Daily also builds a strong habit. Readers come to expect the email at a certain time, and that consistency keeps engagement high.
For other types of content, daily would be exhausting for both me and the reader. Long-form essays, detailed tutorials, and in-depth analysis all take more time to create and more time to consume. Weekly or biweekly makes more sense for that kind of content.
The worst thing you can do is commit to a frequency you can’t maintain. If you say you’re going to send weekly and then disappear for three months, you’ve broken trust. It’s better to start with a sustainable cadence and increase it later than to overpromise and fall off.
What are your favorite ways to monetize a newsletter?
Sponsorships and affiliates have been the bread and butter for DailyPhotoTips and TheDailyPreset. We have a clear audience of photographers, and there are plenty of companies selling products to that audience. Gear manufacturers, software companies, and education platforms all want to reach people who are actively engaged with photography.
A well-placed sponsorship or affiliate recommendation can generate meaningful revenue without feeling salesy, as long as you’re recommending things that genuinely serve your readers.
Selling your own products is another strong path. When you have an audience that trusts you, launching a digital product becomes much easier.
You don’t need to spend money on ads or figure out complicated distribution strategies. You just email your list and tell them about it. For Contrastly, I sold presets, guides, and educational bundles, and the email list was the primary sales channel for all of it.
I’m a fan of monetizing from day one. There’s no rule that says you need to wait until you hit some arbitrary subscriber count before you start making money.
If you have something valuable to offer, whether it’s a product, a sponsorship slot, or an affiliate recommendation, include it. Readers understand that running a newsletter takes effort, and they don’t expect everything to be free forever. Starting early also helps you figure out what your audience actually responds to, which informs how you grow and what you build next.
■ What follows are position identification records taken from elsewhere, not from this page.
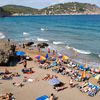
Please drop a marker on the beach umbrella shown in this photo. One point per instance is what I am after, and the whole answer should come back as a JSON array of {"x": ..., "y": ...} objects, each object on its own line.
[
  {"x": 44, "y": 97},
  {"x": 37, "y": 57},
  {"x": 54, "y": 81},
  {"x": 84, "y": 74},
  {"x": 46, "y": 56},
  {"x": 42, "y": 58},
  {"x": 97, "y": 77},
  {"x": 20, "y": 53},
  {"x": 65, "y": 57}
]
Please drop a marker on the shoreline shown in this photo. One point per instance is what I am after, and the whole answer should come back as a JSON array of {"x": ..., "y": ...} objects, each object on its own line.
[{"x": 37, "y": 89}]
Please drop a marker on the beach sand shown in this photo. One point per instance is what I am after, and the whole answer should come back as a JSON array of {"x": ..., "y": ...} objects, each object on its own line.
[{"x": 30, "y": 91}]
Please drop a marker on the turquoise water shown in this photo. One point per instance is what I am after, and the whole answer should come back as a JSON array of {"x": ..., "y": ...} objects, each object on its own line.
[{"x": 79, "y": 33}]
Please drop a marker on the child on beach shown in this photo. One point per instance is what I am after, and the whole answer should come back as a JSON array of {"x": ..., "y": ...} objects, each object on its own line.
[
  {"x": 52, "y": 97},
  {"x": 25, "y": 64}
]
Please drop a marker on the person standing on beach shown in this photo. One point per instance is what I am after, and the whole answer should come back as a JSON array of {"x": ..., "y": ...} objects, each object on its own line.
[
  {"x": 52, "y": 97},
  {"x": 25, "y": 64},
  {"x": 48, "y": 50}
]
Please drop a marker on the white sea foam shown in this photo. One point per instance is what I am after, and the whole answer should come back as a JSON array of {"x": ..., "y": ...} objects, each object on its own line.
[
  {"x": 98, "y": 55},
  {"x": 57, "y": 42},
  {"x": 41, "y": 39},
  {"x": 43, "y": 29},
  {"x": 25, "y": 33},
  {"x": 68, "y": 47},
  {"x": 2, "y": 36}
]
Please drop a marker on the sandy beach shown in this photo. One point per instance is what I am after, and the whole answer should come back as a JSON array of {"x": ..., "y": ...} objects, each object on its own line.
[{"x": 39, "y": 87}]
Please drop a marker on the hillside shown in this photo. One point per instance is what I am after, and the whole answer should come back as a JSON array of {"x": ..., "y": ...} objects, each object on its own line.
[
  {"x": 58, "y": 9},
  {"x": 71, "y": 8},
  {"x": 16, "y": 9}
]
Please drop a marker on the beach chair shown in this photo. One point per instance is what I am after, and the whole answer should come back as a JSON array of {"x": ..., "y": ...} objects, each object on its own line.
[
  {"x": 44, "y": 97},
  {"x": 93, "y": 91},
  {"x": 81, "y": 67},
  {"x": 52, "y": 65}
]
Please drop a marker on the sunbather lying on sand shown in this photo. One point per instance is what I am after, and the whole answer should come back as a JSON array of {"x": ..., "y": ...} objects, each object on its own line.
[
  {"x": 18, "y": 84},
  {"x": 26, "y": 79},
  {"x": 6, "y": 77},
  {"x": 15, "y": 74},
  {"x": 48, "y": 76},
  {"x": 71, "y": 83},
  {"x": 7, "y": 96}
]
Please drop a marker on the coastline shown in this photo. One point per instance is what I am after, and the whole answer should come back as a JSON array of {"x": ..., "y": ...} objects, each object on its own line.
[{"x": 41, "y": 87}]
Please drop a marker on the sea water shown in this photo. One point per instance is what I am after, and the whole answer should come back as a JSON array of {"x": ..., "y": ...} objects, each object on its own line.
[{"x": 78, "y": 36}]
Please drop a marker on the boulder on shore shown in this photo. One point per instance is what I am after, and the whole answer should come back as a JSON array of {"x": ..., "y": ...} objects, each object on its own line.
[
  {"x": 42, "y": 45},
  {"x": 7, "y": 51}
]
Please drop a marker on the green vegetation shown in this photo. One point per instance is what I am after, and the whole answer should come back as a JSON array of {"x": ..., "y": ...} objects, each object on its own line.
[
  {"x": 66, "y": 8},
  {"x": 19, "y": 9}
]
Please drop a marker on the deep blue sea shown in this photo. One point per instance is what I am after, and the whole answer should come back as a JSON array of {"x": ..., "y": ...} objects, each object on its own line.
[{"x": 78, "y": 36}]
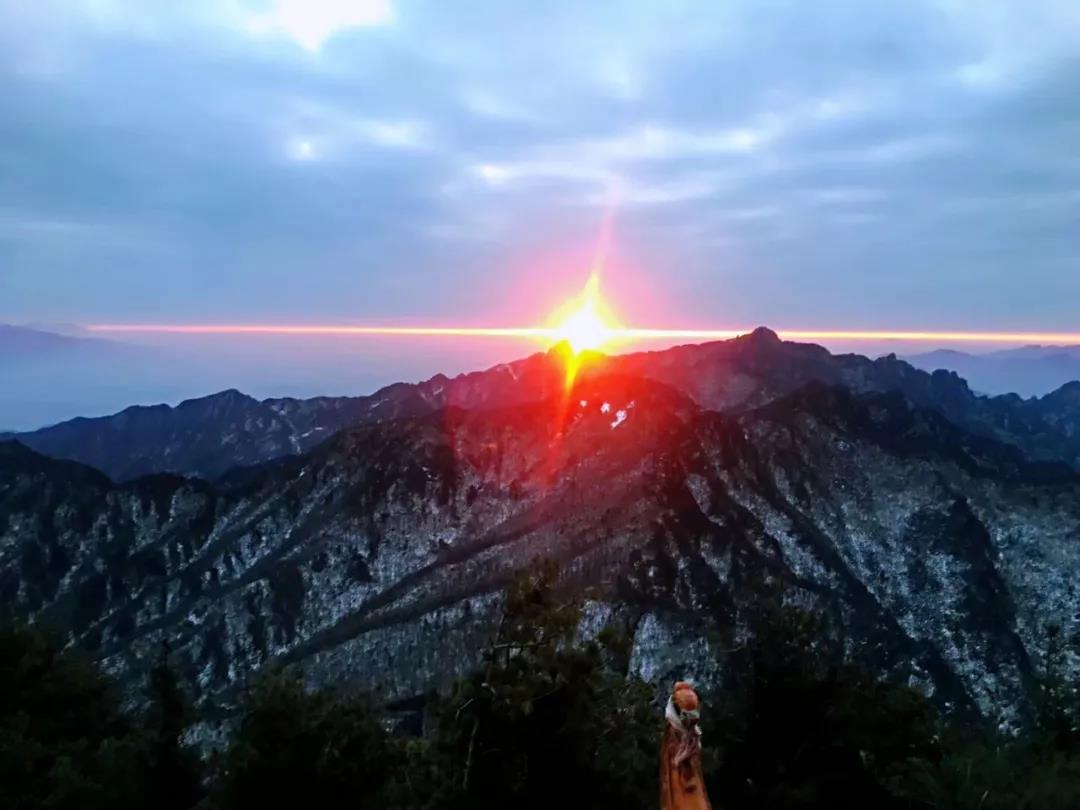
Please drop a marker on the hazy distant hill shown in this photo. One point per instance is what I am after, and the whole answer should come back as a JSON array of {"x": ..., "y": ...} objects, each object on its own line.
[
  {"x": 208, "y": 435},
  {"x": 378, "y": 557},
  {"x": 1031, "y": 370},
  {"x": 45, "y": 376}
]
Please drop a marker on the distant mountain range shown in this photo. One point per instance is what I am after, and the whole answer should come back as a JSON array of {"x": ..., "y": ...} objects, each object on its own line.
[
  {"x": 1030, "y": 370},
  {"x": 210, "y": 435},
  {"x": 48, "y": 376},
  {"x": 940, "y": 530}
]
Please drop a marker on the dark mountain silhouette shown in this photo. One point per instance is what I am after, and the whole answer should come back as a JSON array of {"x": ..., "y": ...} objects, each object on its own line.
[
  {"x": 378, "y": 556},
  {"x": 211, "y": 435}
]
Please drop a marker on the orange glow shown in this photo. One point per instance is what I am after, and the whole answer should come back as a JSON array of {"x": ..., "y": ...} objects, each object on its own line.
[
  {"x": 584, "y": 322},
  {"x": 589, "y": 334}
]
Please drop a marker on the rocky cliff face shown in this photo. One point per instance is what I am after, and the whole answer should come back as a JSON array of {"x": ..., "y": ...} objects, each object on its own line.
[
  {"x": 378, "y": 556},
  {"x": 208, "y": 436}
]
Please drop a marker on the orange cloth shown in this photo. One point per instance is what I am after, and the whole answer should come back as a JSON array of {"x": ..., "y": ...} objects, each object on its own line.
[{"x": 682, "y": 786}]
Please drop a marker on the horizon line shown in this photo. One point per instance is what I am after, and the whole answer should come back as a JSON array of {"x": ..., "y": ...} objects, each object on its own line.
[{"x": 612, "y": 334}]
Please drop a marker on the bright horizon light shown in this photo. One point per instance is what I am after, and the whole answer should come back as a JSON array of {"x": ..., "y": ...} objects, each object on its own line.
[
  {"x": 622, "y": 333},
  {"x": 586, "y": 323}
]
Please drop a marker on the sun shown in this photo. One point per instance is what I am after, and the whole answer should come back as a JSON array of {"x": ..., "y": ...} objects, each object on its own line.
[{"x": 585, "y": 323}]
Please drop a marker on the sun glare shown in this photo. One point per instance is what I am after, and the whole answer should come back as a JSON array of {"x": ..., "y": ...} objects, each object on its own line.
[{"x": 584, "y": 323}]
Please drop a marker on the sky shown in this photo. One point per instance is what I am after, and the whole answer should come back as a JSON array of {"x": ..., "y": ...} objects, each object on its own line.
[{"x": 848, "y": 164}]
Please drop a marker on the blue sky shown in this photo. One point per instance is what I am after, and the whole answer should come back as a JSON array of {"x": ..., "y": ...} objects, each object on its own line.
[{"x": 802, "y": 164}]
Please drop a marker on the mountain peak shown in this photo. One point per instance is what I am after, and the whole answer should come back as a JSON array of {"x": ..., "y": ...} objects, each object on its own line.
[{"x": 763, "y": 335}]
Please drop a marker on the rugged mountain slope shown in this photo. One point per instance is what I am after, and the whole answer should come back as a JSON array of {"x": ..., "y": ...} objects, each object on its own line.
[
  {"x": 208, "y": 436},
  {"x": 378, "y": 557}
]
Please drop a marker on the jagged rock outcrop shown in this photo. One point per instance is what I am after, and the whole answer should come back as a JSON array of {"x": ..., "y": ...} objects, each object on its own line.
[
  {"x": 378, "y": 556},
  {"x": 211, "y": 435}
]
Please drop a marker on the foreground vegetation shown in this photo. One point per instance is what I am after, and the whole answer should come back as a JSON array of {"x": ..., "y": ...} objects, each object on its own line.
[{"x": 543, "y": 724}]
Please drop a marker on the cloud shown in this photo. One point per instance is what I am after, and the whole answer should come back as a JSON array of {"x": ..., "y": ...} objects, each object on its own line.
[
  {"x": 343, "y": 159},
  {"x": 311, "y": 23}
]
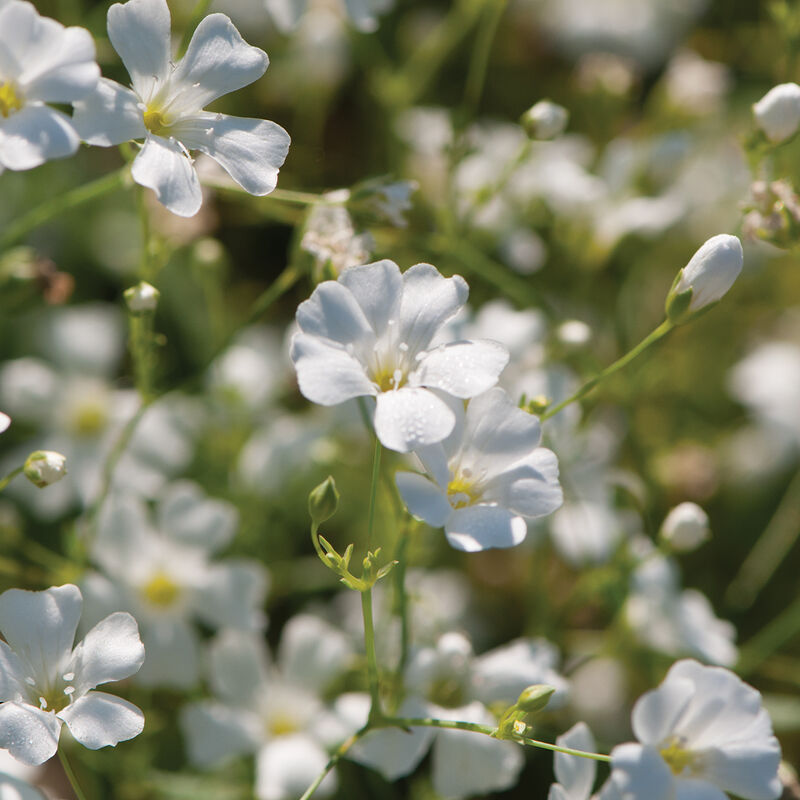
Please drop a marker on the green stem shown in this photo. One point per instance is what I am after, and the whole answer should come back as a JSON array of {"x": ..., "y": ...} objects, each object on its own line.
[
  {"x": 73, "y": 781},
  {"x": 662, "y": 330},
  {"x": 10, "y": 477},
  {"x": 59, "y": 203}
]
Why did you decide to write the Email Growth Guide now?
I’ve spent over a decade learning this stuff the hard way, through trial and error, failed experiments, and eventually figuring out what actually works.
I kept having the same conversations with other founders about email, answering the same questions, giving the same advice. At some point it made sense to just write it all down.
I wrote the whole guide over the 2025-2026 holiday break. I sat down and let it pour out, and it reminded me how much I enjoy the process of writing and teaching. Everything in the guide comes from real experience running real newsletters. It’s practical, not theoretical.
I also wanted something to point people to instead of repeating myself. Now, when someone asks me how to grow their newsletter or how to think about monetization, I can send them to emailgrowthguide.com and know they’re getting the full picture.
What would you tell entrepreneurs starting from zero today?
Start before you’re ready.
You’re never going to have the perfect setup, the perfect niche, or the perfect content strategy. The only way to figure out what works is to actually start doing it and learn as you go.
Send your first email to whoever will listen. Your friends, your colleagues, people you’ve met online. It’s going to feel awkward and self-promotional, and that’s fine.
Everyone who’s built an audience started by telling people they already knew.
Then just keep going. The first hundred subscribers will feel painfully slow. The numbers will be discouraging. You’ll wonder if anyone cares. Keep sending anyway. The people who succeed at this are the ones who don’t quit during the slow early phase.
And be patient with yourself.
Building something real takes time. I’ve been doing this for close to 20 years, and I’m still learning. The compounding effects of consistency are real, but they take a while to show up. Trust the process, keep showing up, and give it time to work.